Diciamo la verità, gli elenchi dei valori di sinistra e di destra letti da Bersani e da Fini a Vieni via con me, come ha giustamente sottolineato poco fa Crozza, erano ridicoli: c’era bisogno di stare incollati ad un pezzo di carta, per due politici di lungo corso come loro?  Non li conoscono a memoria i valori che dovrebbero rappresentare? V’hanno scaldato i cuori, gente di sinistra e gente di destra? Mah.

Sicuramente mi ha commosso Saviano che raccontava la storia di Piero e Mina Welby, e poi Mina che leggeva le ultime parole di suo marito.

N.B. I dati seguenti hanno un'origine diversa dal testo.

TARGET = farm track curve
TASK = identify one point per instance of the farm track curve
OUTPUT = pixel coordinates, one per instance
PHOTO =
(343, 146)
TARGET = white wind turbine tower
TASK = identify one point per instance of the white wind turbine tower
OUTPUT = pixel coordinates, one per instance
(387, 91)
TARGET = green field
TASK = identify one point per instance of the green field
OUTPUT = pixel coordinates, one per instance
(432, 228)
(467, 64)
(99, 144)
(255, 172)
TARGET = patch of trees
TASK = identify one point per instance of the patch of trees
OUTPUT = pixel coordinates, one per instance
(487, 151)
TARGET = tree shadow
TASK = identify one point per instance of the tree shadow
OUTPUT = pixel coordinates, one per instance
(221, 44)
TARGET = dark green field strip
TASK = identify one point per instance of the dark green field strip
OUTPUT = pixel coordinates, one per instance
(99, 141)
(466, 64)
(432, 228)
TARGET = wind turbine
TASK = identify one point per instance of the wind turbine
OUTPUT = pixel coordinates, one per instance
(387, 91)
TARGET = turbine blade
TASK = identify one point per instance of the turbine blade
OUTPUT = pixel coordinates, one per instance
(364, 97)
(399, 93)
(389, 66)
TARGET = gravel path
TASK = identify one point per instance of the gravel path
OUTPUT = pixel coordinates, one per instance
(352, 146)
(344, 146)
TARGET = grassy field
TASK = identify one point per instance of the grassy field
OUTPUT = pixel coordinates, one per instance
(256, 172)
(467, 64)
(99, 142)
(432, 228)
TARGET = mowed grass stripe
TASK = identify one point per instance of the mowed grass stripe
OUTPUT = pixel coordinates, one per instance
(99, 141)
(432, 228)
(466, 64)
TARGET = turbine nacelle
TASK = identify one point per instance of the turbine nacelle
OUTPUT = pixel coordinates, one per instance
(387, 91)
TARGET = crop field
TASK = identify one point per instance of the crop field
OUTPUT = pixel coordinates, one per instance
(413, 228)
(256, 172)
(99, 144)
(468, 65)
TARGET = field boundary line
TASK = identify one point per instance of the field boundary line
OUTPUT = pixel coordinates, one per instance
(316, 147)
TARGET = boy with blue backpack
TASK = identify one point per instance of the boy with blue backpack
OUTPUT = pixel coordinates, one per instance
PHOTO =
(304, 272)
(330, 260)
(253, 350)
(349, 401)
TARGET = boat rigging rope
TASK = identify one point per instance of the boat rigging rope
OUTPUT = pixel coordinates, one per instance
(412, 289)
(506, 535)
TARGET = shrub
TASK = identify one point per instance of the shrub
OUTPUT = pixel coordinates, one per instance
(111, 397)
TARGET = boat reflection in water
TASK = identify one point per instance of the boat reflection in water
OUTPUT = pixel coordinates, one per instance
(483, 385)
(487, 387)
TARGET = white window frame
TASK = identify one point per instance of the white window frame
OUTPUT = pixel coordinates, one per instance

E naturalmente Beppino Englaro.

Paolo Rossi ha biascicato cose incomprensibili.

E’ stato esilarante e graffiante Albanese con il suo Cetto La Qualunque, come al solito.

Ormai i comici sono diventati la coscienza critica della società.

Però non voglio infierire, e anzi esulto perché una trasmissione in cui si parla di mafie, eutanasia, legalità, precari, possa essere vista da milioni di telespettatori.

Ah, e poi sono molto contenta per le primarie di Milano, vinte da Giuliano Pisapia.  Ora aspetto con impazienza quelle nazionali.

Buonanotte

LA NOTTE PIU’ IN LA’

Oggi che si dovrebbe parlare del governo caduto io preferisco scrivere qualche parola sullo speciale di Ballarò andato in onda ieri sera, dedicato, attraverso il libro di Mario Calabresi Spostando la notte più in là e lo spettacolo teatrale che ne ha tratto Luca Zingaretti, alle vittime del terrorismo. In studio, oltre al figlio del commissario Luigi Calabresi, ucciso a Milano il 17 maggio del 1972, c’erano Benedetta Tobagi, figlia di Walter Tobagi, giornalista ucciso a Milano il 28 maggio 1980, e Marco Alessandrini, figlio del giudice Emilio Alessandrini, ucciso a Milano il 29 gennaio 1979.

Sembra un miracolo che il giorno dopo il solito teatrino d’insulti, la stessa trasmissione televisiva potesse regalare un momento così alto di testimonianza civile e umana, di ricostruzione storica e di memoria intima e collettiva. C’erano tre figli che hanno cercato di ricostruire la presenza di padri che quasi non hanno conosciuto, di colmare vuoti incolmabili. E soprattutto di capire quegli anni, denunciarne le aberrazioni, i luoghi comuni, e di mettere la giusta distanza tra vittime e carnefici. Che il tempo non può rendere tutto uguale e confuso oppure, al contrario, falsamente contrapposto.

Io avevo cinque anni quando è stato ucciso Calabresi, pochi più di suo figlio. Eppure sono cresciuta con la convinzione che quell’uomo fosse stato ucciso perché aveva buttato dalla finestra l’anarchico Pinelli. Pinelli e Calabresi invece pare che si stimassero, si regalavano libri, e che Calabresi avesse la colpa di essere dialogante e disponibile. Un facile capro espiatorio.

Mi sa che domani continuo, perché queste sì che sono storie importanti. Degne di essere raccontate e capite. Per riuscire a spostare la notte più in là.